Watching the pursuing ship, Shef, as he had expected, saw her yaw to bring her beam round. “On the word, swing her hard to starboard,” he said quietly. “Now.”

The Walrus swung briskly round. At the same moment Brand shouted to his crew to lift their oars, let the boat run freely under sail. The oars heaved smartly together out of the water. A hum in the air, three oarsmen together span out of their seats, landed in the belly of the ship, cursing or moaning. Shattered pieces of oar flew up in the air, splashed slowly into the sea. The mule-stone that had smashed through them just above head-height flew on, hit the water, bounced from wave to wave to wave before sinking.

“They were talking about fitting one of those,” said Brand. “But they said she’d never take the recoil. Must have rerigged her internally along with the two masts.”

“But who’s crewing the mule?” asked Shef, still watching the ship behind them trying to make up lost distance, alert for any second swerve that would bring the mule round to bear. It was fortunate this was a stern chase and Ragnhild’s men could not shoot over the bow. “Renegades of mine? But where would they have got them from?”

“The Way has been very interested in all that you did,” put in Thorvin, standing close to Brand. “They built copies of all the machines you made. Valgrim could have built the mule and found a crew. Some of his friends are priests of Njörth, would know how to rebuild a ship. What are we going to do? Run back into the Gula-fjord and hope to fight them on land?”

Shef was once more staring intently at the activity in the bow of the pursuing ship. She had lost way by turning beam-on to shoot, and now both were under sail the Walrus and her consort were making ground with every wave. The ships had begun half a mile apart. Now they were certainly more than that. Even at that distance, though, Shef was certain that he could make out a tall figure, a tall female figure, standing in the very prow of the ship, long hair streaming disheveled. Ragnhild coming after him. Chasing him, however fast they sailed, into a long fjord with no other exit. And they were certainly doing something strange in the prow there. Could they have built a mule that did not need to be bedded low down and centrally in a ship?

Light showed behind Ragnhild, fire, a strong fire blazing brightly. At the same moment Shef’s brain recognized the motions of the men round it. He had never seen a catapult being wound from in front of it before, but that was what they were doing—had been doing, for they had just jumped back to clear the view for the shooter, just like Cwicca’s crew. Not a mule, one of the great dart-shooters he had used himself to release Ella and to break Ivar Ragnarsson’s army.

As Shef turned to shout at Brand to swerve again, he saw the light suddenly coming straight at him with inconceivable speed, rising and falling slightly a bare six feet over the waves. Involuntarily, Shef cringed. Bent forward, arms over belly, sure the machine would send the great javelin-size bolt straight through body and spine.

A thump just below his feet, sending him staggering. Instant reek of burning tar, burning wood.
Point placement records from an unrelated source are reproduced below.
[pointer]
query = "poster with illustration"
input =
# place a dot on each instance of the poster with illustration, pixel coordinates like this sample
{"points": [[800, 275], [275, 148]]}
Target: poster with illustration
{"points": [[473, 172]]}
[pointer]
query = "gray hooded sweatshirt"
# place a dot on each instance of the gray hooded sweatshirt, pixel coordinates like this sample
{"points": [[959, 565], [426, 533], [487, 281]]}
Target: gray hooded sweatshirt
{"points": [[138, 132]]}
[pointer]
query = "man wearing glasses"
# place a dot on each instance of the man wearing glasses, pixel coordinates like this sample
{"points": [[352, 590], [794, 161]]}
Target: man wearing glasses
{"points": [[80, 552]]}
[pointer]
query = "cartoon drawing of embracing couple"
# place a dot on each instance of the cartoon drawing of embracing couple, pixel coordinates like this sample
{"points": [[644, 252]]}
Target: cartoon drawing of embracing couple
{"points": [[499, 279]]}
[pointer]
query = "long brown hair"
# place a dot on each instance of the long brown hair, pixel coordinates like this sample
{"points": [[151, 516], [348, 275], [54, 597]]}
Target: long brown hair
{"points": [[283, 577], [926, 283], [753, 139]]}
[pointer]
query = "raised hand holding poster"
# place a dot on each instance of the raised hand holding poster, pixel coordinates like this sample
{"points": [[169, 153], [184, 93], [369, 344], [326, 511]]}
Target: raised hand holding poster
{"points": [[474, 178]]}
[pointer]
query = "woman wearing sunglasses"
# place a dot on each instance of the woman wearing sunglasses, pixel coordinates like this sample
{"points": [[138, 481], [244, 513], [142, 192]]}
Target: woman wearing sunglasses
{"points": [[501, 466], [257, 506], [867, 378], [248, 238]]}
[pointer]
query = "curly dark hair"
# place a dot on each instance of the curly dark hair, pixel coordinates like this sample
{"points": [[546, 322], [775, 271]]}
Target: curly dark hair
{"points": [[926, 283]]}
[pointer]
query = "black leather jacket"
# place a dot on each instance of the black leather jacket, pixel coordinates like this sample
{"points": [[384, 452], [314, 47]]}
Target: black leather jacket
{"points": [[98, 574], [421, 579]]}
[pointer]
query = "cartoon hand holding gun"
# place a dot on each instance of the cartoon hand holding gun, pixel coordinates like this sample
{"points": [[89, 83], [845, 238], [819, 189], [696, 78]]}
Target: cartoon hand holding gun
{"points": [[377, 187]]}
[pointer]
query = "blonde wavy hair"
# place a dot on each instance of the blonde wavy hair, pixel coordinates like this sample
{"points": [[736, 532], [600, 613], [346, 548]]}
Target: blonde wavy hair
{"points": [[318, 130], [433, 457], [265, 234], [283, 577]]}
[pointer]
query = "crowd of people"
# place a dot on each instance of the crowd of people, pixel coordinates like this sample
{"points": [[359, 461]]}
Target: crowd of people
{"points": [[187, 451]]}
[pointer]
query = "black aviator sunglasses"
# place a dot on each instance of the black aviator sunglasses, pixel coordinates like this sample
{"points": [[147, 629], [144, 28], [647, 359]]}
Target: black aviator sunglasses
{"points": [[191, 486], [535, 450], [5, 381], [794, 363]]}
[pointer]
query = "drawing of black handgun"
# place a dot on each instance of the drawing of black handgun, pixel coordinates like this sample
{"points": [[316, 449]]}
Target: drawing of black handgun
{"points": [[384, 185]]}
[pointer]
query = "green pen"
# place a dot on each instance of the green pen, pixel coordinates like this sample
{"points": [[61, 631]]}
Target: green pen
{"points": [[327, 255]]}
Brand yelling hoarsely and a lurch as he abandoned the steering oar to look over the side. Then Shef was shoved aside by men running up from the waist of the ship with bailing buckets, trying furiously to lean over far enough to reach the water, scoop it up, throw it on to the great fire-arrow that had slammed into the Walrus, come clean through her rear planking three feet from Shef’s leg, was now setting fire to planks and thwarts at once.

“Use the drinking water!” shouted Brand. The driblets of sea-water his crew were bailing up from the waves barely within reach were making no impact on the mass of pitch and tar on the bolt’s head, jammed through the planks. And the fire was spreading. If it caught the sail… A man ran from the water-barrel by the base of the mast, lost his footing and fell, bucket going wide into the bilge. Others hesitated, torn between the sea just out of reach and the water-barrel too far away.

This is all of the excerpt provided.